# One vs all classification

## Examples

- Email foldering : work$(y=1)$, firends$(y=2)$, family$(y=3)$, hobby$(y=4)$, …
- Medical diagrams : not ill$(y=1)$, cold$(y=2)$, flu$(y=3)$, …
- Weather : Sunny$(y=1)$, Cloudy$(y=2)$, Rain$(y=3)$, Snow$(y=4)$, …

Figure source : Machine learning class on coursera by Andrew Ng

## How we do

Figure source : Machine learning class on coursera by Andrew Ng

There are three classes of data in the figure above, marked as different shape / color. First, we start class 1 as triangle, and we’re going to essantially create a new sort of fake training set, where the class 2 and 3 get assigned to the negative class. With the created new training set, we noted that $h_{\theta}^{(1)}(x)$ triangles are positive examples$(y=1)$ and circles are those negative examples$(y=0)$, and the superscript $(1)$ stands for class 1. In this case, we’ll get a decision boundary.
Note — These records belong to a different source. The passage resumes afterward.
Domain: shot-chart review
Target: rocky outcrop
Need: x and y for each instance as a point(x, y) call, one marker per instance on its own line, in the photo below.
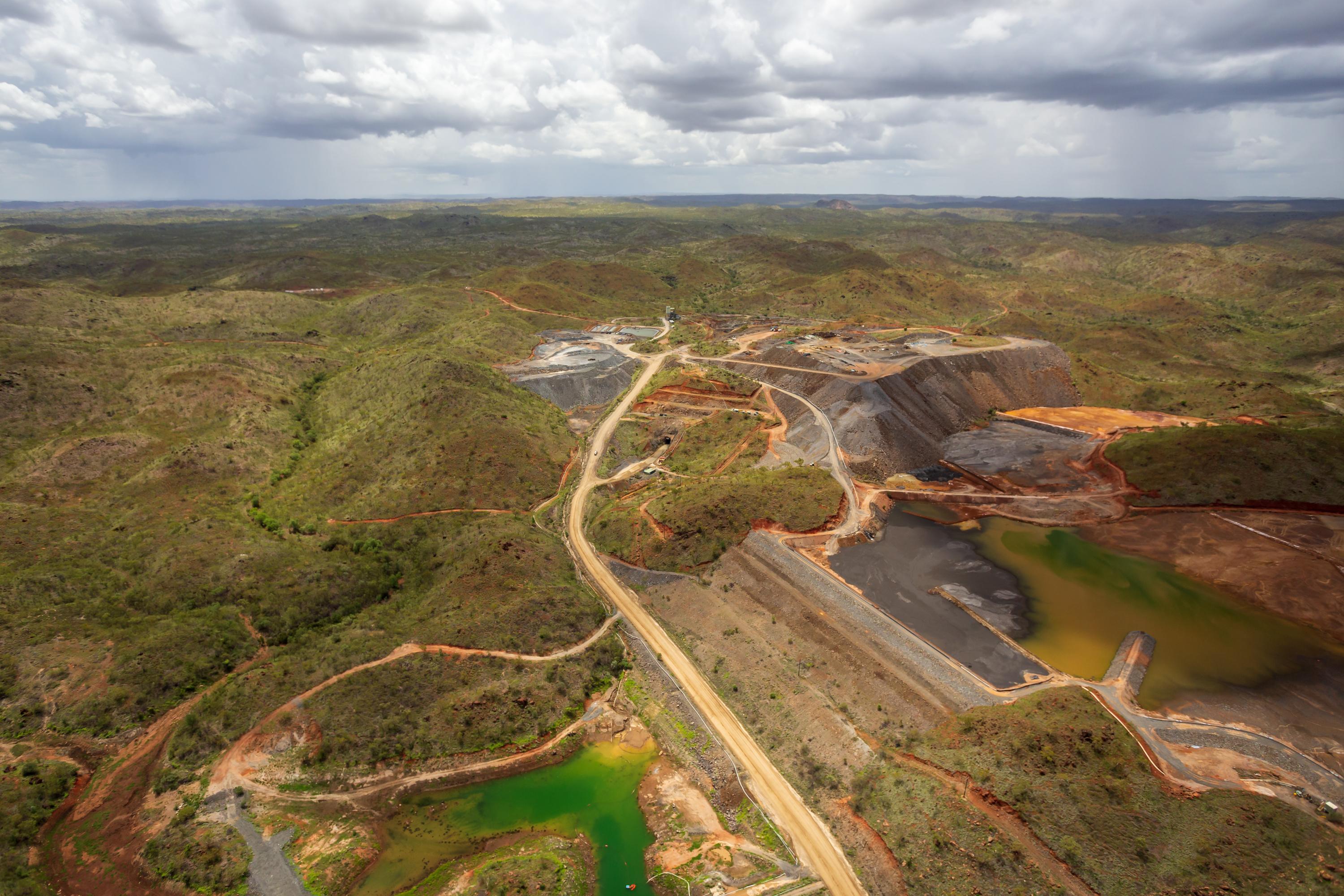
point(898, 422)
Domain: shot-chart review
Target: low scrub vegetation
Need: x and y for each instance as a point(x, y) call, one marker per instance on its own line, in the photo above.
point(707, 444)
point(30, 792)
point(428, 706)
point(205, 857)
point(701, 519)
point(1236, 464)
point(1085, 788)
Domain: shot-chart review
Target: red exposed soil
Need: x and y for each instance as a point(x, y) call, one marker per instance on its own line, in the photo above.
point(877, 845)
point(107, 813)
point(233, 765)
point(1300, 582)
point(1006, 818)
point(736, 453)
point(410, 516)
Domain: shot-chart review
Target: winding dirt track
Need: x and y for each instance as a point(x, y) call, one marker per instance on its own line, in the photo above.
point(233, 769)
point(811, 837)
point(530, 311)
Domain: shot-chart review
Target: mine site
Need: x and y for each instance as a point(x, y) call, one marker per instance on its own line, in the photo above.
point(693, 554)
point(982, 547)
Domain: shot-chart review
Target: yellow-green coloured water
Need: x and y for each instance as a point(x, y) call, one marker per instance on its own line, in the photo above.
point(593, 793)
point(1085, 599)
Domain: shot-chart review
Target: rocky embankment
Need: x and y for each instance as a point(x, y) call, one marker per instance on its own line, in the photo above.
point(898, 422)
point(572, 370)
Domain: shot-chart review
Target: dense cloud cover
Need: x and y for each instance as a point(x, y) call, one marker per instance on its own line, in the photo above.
point(254, 99)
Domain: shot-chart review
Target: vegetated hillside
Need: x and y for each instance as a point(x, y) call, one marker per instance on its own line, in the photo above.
point(412, 432)
point(426, 706)
point(1236, 464)
point(30, 790)
point(694, 521)
point(175, 431)
point(1082, 784)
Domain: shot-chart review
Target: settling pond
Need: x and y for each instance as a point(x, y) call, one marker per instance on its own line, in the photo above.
point(593, 793)
point(1070, 602)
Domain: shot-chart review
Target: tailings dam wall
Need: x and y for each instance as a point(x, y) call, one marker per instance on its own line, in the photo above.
point(898, 422)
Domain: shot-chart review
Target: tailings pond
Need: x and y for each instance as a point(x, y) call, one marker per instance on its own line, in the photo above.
point(593, 793)
point(1070, 602)
point(916, 555)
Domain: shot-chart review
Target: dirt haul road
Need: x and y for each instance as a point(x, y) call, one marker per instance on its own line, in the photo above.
point(811, 837)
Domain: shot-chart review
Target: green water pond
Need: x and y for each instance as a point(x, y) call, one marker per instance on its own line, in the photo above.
point(593, 793)
point(1085, 598)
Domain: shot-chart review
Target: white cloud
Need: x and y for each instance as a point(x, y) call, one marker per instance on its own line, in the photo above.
point(804, 54)
point(960, 96)
point(25, 105)
point(991, 27)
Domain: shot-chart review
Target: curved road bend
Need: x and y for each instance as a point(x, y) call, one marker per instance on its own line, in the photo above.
point(811, 837)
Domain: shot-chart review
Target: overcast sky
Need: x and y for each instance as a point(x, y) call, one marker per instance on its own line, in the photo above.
point(336, 99)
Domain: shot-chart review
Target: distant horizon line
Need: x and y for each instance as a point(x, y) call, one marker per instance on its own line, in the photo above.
point(628, 197)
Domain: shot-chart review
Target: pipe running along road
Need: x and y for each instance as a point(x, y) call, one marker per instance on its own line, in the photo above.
point(811, 837)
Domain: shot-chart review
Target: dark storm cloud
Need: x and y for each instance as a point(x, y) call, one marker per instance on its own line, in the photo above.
point(1113, 88)
point(1248, 89)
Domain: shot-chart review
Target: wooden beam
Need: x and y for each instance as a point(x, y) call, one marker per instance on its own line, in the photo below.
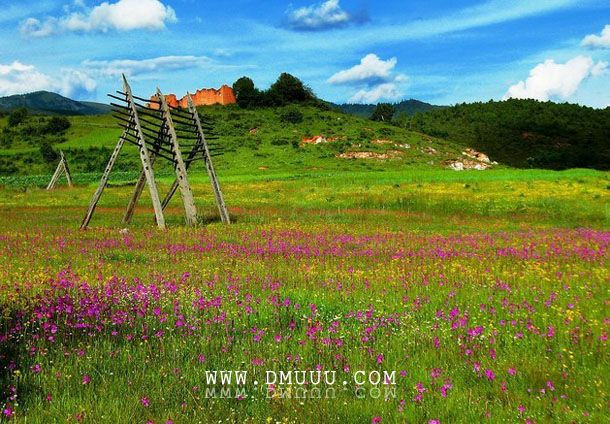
point(222, 208)
point(181, 173)
point(103, 182)
point(145, 158)
point(66, 169)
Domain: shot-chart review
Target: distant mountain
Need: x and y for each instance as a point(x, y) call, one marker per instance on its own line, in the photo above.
point(410, 107)
point(51, 103)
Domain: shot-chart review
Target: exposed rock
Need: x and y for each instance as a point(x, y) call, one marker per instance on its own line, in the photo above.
point(204, 97)
point(390, 154)
point(473, 154)
point(461, 165)
point(318, 139)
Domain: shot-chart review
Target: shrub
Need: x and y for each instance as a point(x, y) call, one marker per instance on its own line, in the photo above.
point(292, 116)
point(17, 116)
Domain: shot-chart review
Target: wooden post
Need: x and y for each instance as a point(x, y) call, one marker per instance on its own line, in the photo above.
point(137, 192)
point(181, 174)
point(66, 169)
point(145, 158)
point(62, 168)
point(222, 208)
point(103, 182)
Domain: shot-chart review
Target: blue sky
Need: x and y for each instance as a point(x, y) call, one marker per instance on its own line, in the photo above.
point(439, 51)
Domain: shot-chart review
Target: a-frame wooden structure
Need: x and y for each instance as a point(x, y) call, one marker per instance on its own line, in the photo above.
point(156, 133)
point(62, 168)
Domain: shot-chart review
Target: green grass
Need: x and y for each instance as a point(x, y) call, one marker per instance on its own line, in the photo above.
point(377, 255)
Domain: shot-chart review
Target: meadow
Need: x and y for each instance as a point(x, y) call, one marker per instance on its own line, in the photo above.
point(483, 296)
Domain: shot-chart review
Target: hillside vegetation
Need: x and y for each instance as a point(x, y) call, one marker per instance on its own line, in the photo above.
point(257, 140)
point(524, 133)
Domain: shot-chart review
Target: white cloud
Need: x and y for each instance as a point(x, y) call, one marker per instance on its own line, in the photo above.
point(113, 68)
point(19, 78)
point(385, 91)
point(556, 80)
point(375, 78)
point(370, 69)
point(602, 40)
point(33, 27)
point(321, 16)
point(123, 15)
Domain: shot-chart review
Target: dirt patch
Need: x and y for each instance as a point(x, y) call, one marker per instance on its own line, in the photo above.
point(473, 154)
point(391, 154)
point(465, 164)
point(318, 139)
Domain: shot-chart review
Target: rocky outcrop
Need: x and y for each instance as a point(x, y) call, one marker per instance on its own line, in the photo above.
point(318, 139)
point(204, 97)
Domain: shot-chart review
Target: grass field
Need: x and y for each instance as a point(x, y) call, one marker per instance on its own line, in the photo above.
point(482, 295)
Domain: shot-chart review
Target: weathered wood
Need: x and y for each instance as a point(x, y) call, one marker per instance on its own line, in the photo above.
point(103, 182)
point(62, 168)
point(145, 158)
point(137, 192)
point(66, 169)
point(179, 166)
point(222, 208)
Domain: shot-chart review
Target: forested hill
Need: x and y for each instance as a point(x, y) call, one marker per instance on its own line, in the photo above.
point(524, 133)
point(408, 107)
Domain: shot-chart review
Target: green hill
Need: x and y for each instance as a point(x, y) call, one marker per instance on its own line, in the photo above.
point(51, 103)
point(525, 133)
point(256, 141)
point(408, 107)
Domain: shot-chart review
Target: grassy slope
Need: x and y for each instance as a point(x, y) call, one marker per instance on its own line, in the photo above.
point(271, 147)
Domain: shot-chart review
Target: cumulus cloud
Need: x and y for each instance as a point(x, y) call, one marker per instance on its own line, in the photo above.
point(371, 69)
point(375, 78)
point(123, 15)
point(600, 41)
point(19, 78)
point(322, 16)
point(556, 80)
point(33, 27)
point(113, 68)
point(385, 91)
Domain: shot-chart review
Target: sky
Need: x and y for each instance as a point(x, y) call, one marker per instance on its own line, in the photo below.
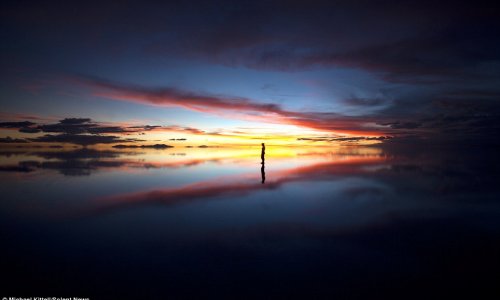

Next, we’re gonna do the same thing for the squares. Assign squares to a positive class and others to negative class, denote as $h_{\theta}^{(2)}(x)$ and get a new decision boundary, too.

Finally, we do the same thing for the third class and fit the third classfier as $h_{\theta}^{(3)}(x)$ and access the third decision boundary.

In summary, what we do is to fit three classifier

$$h_{\theta}^{(i)}(x)=P(y=i|x;\theta),i=1,2,3$$

Every classifier is trying to recognize the specific positive class according to their superscript $(i)$. On a new input $x$, to make a prediction, pick the class $i$ that maximizes $\max_{i}h_{\theta}^{(i)}(x)$.

We just basically pick the classifier, thinking whichever one of the three classifiers is most confident, and so the most enthusiastically says that it thinks it has the right clause. So whichever value of $i$ gives us the highest probability, we then predict $y$ to be that value.